I have found that showing gratitude and appreciation often contributes greatly to family harmony and empowerment. Showing gratitude allows family members to recognize the value of each other. It could be gratitude for preparing a meal, keeping the common space clean, dropping off at church or school, and buying treats periodically. Everyone in the family must be made to feel that they are appreciated.

Another side of appreciation is commendation. This is simple praise and honour. It is not so much expressing thanks for a task done but praising or honouring the other for an attitude displayed or a behaviour practiced. Such as attending to one's grooming (combing the hair, brushing the teeth, using deodorant), being respectful, and initiating acts of kindness like taking grandpa for a walk without having to be told. 


Effective communication is important for a healthy and healing family. Communication includes listening and understanding each other. Not rushing the other when they speak; not jumping to conclusions before hearing the whole story and trying to understand where the person is before judging and criticizing. Too often children complain that parents don’t listen to them. Listening doesn’t mean shouting and throwing things when angry and insisting that your position is right. Listening doesn’t mean one has to agree, but it helps to understand. Jesus by listening to the woman at the well learned a lot about her and she also about Him.

Communication conveys respect. Respect is not a right of the elders but a responsibility of all family members and this is where adults can model for children, what is appropriate in how they relate to each other. Communication is not manipulating, bribing, or ignoring others to get cooperation or to have your way. No, it is to listen with respect and to realize that the other person has a voice and needs to express that voice.


The final of many things I could say is balance. Balance in managing money, time, work, school, church, and family time together. Parents must be careful that they don’t use money to buy the love and affection of their children. Teaching proper use of money and the value of budgeting can be important life lessons for children and adults in a family relationship.

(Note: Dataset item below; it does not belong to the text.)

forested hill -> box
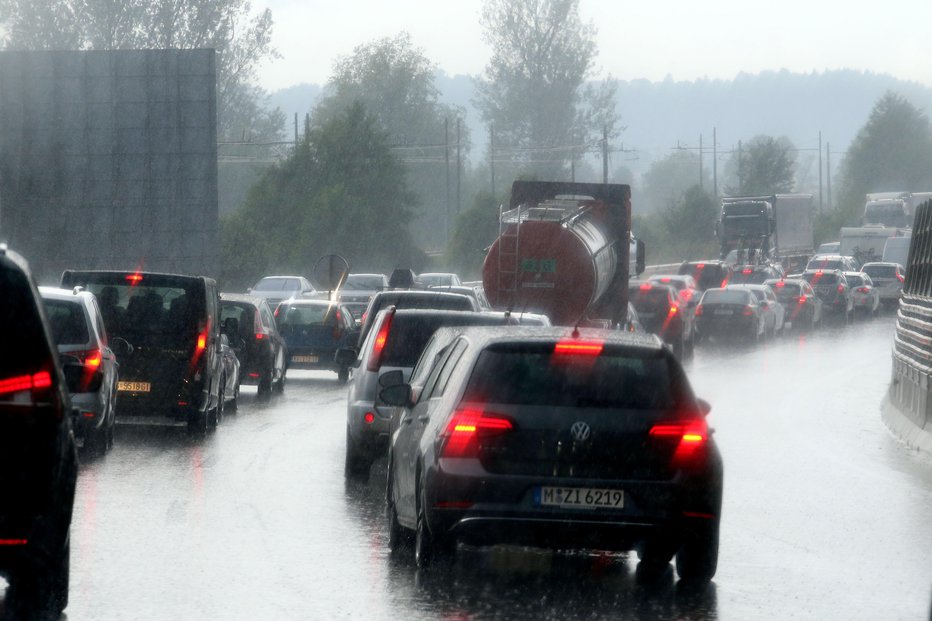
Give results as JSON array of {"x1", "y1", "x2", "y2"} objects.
[{"x1": 269, "y1": 70, "x2": 932, "y2": 172}]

There must be balance in the use of time for work, school, social activities, worship, and sharing with the family. Healthy and growing families make time to interact with one another. Whether it is doing an activity with them, that they like, or learning to take breaks from electronic gadgets and setting boundaries, where these are out of bounds when the family is together.


I believe some of these qualities were evident in Miss Gardner’s family. They allowed her to heal and develop her potential.

Indiscipline, abuse, deception, and lack of respect for others are not accidents but aberrations of a healthy growing family. Partners must practice healthy faithful relationships, which builds trust and offers a model for children. Parents must practice intentional parenting, consider the outcomes they want, and make the necessary inputs. Children will test the boundaries set by good parents, but they need firmness and respect, consistency, trust, and support.